We kind of get away with this by accident with a Linux guest - it will
try to bring up all 8 threads, but fail non fatally.  We shouldn't
allow this situation, although we do right now.  Bharata posted a
patch which would prevent this in qemu, and I have a BZ to make
libvirt not allow this construction either.

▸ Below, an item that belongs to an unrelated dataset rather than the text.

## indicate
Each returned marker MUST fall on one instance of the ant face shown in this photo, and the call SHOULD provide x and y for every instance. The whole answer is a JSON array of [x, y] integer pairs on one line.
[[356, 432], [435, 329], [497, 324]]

> >>PHB is more interesting - how is the user supposed to add more?
> >
> >That's an open question. Since we model a real P8 chip we can only
> >model the PHBs as they exist on it, which is up to 3 per chip at
> >very specific XSCOM addresses. We could try to model some non-existing
> >P8 chip with more but bad things will happen when the FW try to assign
> >interrupt numbers for example.
> >
> >We simulate a machine that has been primed by HostBoot before OPAL
> >starts. So we rely on what the device-tree tells us of what PHB were
> >enabled but appart from that, we have to stick to the limitations.
> >
> >>And there always will be the default one
> >>which properties are set in a separate way (via -global, not -device). I
> >>found it sometime really annoying to debug the existing pseries which
> >>always adds a default PHB (I know, this was to make libvirt happy but this
> >>is not the case here).
> >>
> >>Out of curiosity - if we have 2 chips, will the system work if the second
> >>chip does not get any LPC or PHB attached?
> >
> >This is something I need to look into, there's a lot of work needed to
> >properly model "chips" that I haven't done yet, but what is there is
> >sufficient for a lot of usages already.
> 
> For now, if possible, I'd suggest implementing -nodefaults with no defaults
> whatsoever and create a config somewhere in the qemu tree to pass it via
> -readconfig to get reasonably configured machine so people will know what is
> expected to work but there will still be possibility for experiments (do not
> we secretly hope that other vendors will start designing/manufacturing their
> ppc64 chips?). It could be a config file per an actual POWER8 chip (we have
> two already).

I can see some benefit to that approach, but it does stray away from
current qemu practice (in general, not just compared to spapr).
Hmm.. not sure.

What I do think would be a good idea is to represent a POWER8 "chip"
as a instantiable qdev device, which will create the scoms and PHBs
under itself as per the hardware.  We can add device properties as
needed to make that construction more flexible.

We probably don't want to link the number of CPUs to the chip qdevs,
partly because that doesn't really fit the qemu model, but also
because we'll probably want some extra flexibility.  e.g. making a UP
system for experimentation, even though a single chip would have
multiple cores (IIUC) - SMP TCG is super slow, so we probably want that.

-- 
David Gibson                    | I'll have my music baroque, and my code
david AT gibson.dropbear.id.au  | minimalist, thank you.  NOT _the_ _other_
                                | _way_ _around_!